Oyó que se abría una puerta, pero no la puerta por la que habían desaparecido Jake Maynard y su secretario, sino otra, al otro lado de la habitación.

Y en ella apareció una figura pequeña y desaliñada. Llevaba un vestido con volantes arrugado y tenía el pelo cobrizo recogido en unas trenzas deshechas rodeadas por una aureola de rizos.

A Caro se le detuvo el corazón.

Tomó aire, tuvo que hacerlo para no desmayarse, pero no se pudo mover.

La niña la miró con el rostro sucio por las lágrimas y unos enormes ojos violetas.

Caro se puso a temblar y tragó saliva una y otra vez.

Había deseado mucho aquel momento, pero nada la había preparado para enfrentarse a aquellos ojos, a aquel pelo.

Sintió que volvía de golpe a su propia niñez. A la única persona en el mundo que la había querido de verdad. A sus benévolas manos, a sus tiernas palabras y a una espesa mata de rizos de aquel mismo color.

–¿Dónde está tío Jake?

Las palabras de la niña trajeron a Caro de vuelta a la realidad.

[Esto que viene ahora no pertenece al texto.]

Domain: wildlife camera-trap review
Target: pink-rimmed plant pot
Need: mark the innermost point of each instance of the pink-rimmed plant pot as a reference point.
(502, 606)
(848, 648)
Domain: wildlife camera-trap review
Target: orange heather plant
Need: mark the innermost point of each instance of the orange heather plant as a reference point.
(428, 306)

Sus rodillas cedieron y se sentó en el banco que había delante de la ventana.

–Volverá en un momento –le dijo con un hilo de voz, embargada por la emoción.

–¡Hablas como yo! –respondió la niña sorprendida.

Y Caro se dio cuenta de que había hablado en ancillano.

Entonces, la niña a la que había ido a conocer cruzó la habitación para llegar hasta donde estaba ella.

Caro sintió calor y frío, alivio, incredulidad y asombro. Sintió ganas de sonreír y de llorar.

O de abrazar a Ariane y no dejarla marchar.